Ich erinnere mich noch gut an die Zeit, in der ich mit meinen drei kleinen Kindern nur wenig beruflich tätig war. Party: „Und was arbeitest Du?“ „Ich bin zu Hause bei meinen drei Kindern“. „Echt? Du arbeitest NICHTS?“ Mitleidvoller Blick

Rolle vorwärts: Wirtschaft ist Care

Die Autorin Ina Praetorius hat sich mit den geschichtlichen und gesellschaftlichen Hintergründen dieser Abwertung der Care-Arbeit wie auch der Frauen beschäftigt. Die „private“ Care-Arbeit kommt in den Lehrbüchern der Ökonomie in der Regel nicht vor. Meistens lautet aber der erste Satz auf Seite 1 in diesen Büchern so oder ähnlich: „…Wirtschaften ist eine gesellschaftliche Veranstaltung zur Befriedigung menschlicher Bedürfnisse der Lebenserhaltung und der Lebensqualität.“ (zit. aus Ina Praetorius 2015).

Ach ja? Wirklich? Dann ist nicht nur Care-Arbeit Teil der Wirtschaft, sondern Wirtschaft ist Care-Arbeit, schlussfolgert Ina scheinnaiv. Denn die Befriedigung der grundlegenden menschlichen Bedürfnisse ist das Kerngeschäft der Care-Arbeit, wie jeder und jede weiß. „Wirtschaft ist Care!“ ist die neue Devise! Es ist natürlich ein provokativer Satz und soll der profitorientierten kapitalistischen Wirtschaft neue Maßstäbe anlegen.

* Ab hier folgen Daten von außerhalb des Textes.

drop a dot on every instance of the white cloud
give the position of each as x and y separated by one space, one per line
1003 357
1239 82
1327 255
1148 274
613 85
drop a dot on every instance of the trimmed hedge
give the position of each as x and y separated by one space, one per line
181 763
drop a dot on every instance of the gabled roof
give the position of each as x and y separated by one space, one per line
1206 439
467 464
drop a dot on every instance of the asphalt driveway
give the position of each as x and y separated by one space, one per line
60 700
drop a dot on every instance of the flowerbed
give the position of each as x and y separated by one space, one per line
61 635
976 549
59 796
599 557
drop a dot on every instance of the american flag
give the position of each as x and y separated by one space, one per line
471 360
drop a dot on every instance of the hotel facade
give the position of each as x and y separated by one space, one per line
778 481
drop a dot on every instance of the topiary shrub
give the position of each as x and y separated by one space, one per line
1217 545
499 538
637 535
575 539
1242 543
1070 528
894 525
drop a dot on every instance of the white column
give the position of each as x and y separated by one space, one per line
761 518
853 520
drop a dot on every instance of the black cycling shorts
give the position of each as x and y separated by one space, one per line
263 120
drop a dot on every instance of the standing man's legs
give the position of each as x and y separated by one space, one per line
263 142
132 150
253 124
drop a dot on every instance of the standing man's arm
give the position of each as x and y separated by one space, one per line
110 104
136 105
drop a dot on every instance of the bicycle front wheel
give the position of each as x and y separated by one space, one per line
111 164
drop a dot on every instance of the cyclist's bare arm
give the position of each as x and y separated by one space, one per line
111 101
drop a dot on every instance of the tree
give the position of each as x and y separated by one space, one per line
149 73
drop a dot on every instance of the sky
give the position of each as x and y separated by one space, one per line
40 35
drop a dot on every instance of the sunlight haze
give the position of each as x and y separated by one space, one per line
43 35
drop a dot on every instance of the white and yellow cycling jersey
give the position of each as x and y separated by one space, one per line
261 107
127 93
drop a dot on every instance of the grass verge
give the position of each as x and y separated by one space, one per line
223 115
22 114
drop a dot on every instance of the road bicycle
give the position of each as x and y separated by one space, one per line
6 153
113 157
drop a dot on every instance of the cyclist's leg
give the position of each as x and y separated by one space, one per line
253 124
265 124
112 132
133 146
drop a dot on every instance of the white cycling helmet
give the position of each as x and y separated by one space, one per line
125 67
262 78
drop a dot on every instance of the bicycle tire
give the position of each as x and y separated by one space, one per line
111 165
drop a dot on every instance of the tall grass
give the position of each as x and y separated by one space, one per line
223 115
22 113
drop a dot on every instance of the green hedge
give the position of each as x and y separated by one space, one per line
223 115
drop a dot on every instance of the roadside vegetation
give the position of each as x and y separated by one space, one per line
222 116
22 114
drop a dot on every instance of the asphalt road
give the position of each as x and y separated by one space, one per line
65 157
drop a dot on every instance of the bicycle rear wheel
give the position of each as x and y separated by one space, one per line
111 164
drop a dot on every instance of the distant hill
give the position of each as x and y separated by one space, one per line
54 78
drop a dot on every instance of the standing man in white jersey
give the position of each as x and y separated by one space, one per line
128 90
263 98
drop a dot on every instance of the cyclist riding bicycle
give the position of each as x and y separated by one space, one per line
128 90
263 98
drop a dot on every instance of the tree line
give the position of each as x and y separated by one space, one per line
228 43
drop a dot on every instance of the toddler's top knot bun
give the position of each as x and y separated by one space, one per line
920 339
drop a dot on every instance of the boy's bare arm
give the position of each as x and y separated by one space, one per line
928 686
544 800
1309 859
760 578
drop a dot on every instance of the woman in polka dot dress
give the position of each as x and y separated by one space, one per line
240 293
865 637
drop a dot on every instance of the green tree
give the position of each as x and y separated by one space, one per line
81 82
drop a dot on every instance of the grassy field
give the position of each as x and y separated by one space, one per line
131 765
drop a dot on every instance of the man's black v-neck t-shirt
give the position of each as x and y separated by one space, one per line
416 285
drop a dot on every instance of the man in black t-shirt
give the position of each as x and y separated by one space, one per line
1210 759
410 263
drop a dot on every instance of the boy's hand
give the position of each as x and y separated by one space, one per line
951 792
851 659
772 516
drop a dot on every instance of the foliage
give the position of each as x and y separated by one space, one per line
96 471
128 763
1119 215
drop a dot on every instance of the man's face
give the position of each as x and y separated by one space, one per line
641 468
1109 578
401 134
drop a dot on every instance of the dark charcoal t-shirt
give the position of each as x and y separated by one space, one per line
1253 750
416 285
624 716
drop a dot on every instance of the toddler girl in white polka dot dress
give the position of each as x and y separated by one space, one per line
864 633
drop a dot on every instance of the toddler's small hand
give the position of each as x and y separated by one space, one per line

Aber es spiegelt auch wider, wie viele Arbeitstätigkeiten schon heute im Kern Care-Tätigkeiten wie auch Teil der Wirtschaft SIND. Und das ist nicht nur der häusliche oder institutionelle Care-Bereich. Dazu gehören die Wasserversorgung, die Feuerwehr, die Versorgung der Haushalte mit Heizung, die für den örtlichen Markt produzierten Lebensmittel, um nur einige Beispiele zu nennen.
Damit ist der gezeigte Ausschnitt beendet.